There are more targeted, liberty-aligned alternatives, such as clear age restrictions, standardized product testing, child-safe packaging, and marketing rules, that could address real safety concerns without banning non-intoxicating, federally legal cannabinoids. Governor Abbott outlined this path in his veto of SB 3. SB 6 disregards that guidance and repeats the same core policy errors under a different bill number.

As such, Texas Policy Research recommends that lawmakers vote NO on SB 6.

  • Individual Liberty: The bill criminalizes the possession, use, and sale of consumable hemp products containing any cannabinoid other than CBD or CBG, even when those products are non-intoxicating, therapeutic, and federally legal under the 2018 Farm Bill. This includes cannabinoids like Delta-8, CBN, CBC, and others. By banning peaceful, adult use of legal substances without evidence of public harm, the bill strips Texans of the freedom to make informed choices about their health and wellness. The law presumes the state, not the individual, is best positioned to decide what substances adults may consume, setting a paternalistic precedent that violates personal liberty.
  • Personal Responsibility: Rather than empowering individuals with accurate product labeling, independent testing, or consumer education, the bill removes decision-making entirely from the hands of Texans. It criminalizes products wholesale, even when they pose no known threat to public safety. This approach assumes that Texans cannot be trusted to make responsible choices—even when acting within the bounds of existing federal law. In doing so, the bill replaces self-governance with government dictates, undermining the value of individual accountability.

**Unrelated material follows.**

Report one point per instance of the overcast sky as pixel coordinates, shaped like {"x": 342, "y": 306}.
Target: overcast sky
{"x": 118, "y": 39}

  • Free Enterprise: The bill imposes severe financial burdens on hemp manufacturers and retailers, including a $10,000 licensing fee per manufacturing location, a $20,000 annual registration fee per retail location, and a $500 fee per registered product, on top of testing, labeling, and tracking requirements. By banning entire product categories, the bill wipes out core revenue streams for small businesses, entrepreneurs, and veterans who legally entered the Texas hemp market after 2019. These measures create high barriers to entry and survival, benefiting only large corporate players who can absorb the costs, while forcing small businesses to close or leave the state. This is a direct violation of the principle that markets should remain open and competitive.
  • Private Property Rights: The bill authorizes warrantless inspections by the Department of State Health Services (DSHS), the Department of Public Safety (DPS), and local law enforcement. Retailers must provide written consent as a condition of registration, effectively waiving constitutional protections against unreasonable searches. This erosion of due process means that lawful property, products that were legal under prior Texas and federal law, can now be seized, and business owners may be penalized retroactively. This undermines both property rights and legal predictability.
  • Limited Government: The bill expands the scope of state authority dramatically. It grants broad rulemaking powers to the Health and Human Services Commission, enforces a centralized product registry, mandates QR-code tracking for each product, and empowers regulatory agencies to impose criminal and administrative penalties of up to $10,000 per violation. All of this is aimed at a class of products that have been federally legal since 2018. Rather than addressing genuine harm through narrowly tailored regulation, the bill creates a sprawling enforcement framework that exceeds what is necessary to protect public health, violating the principle of government restraint.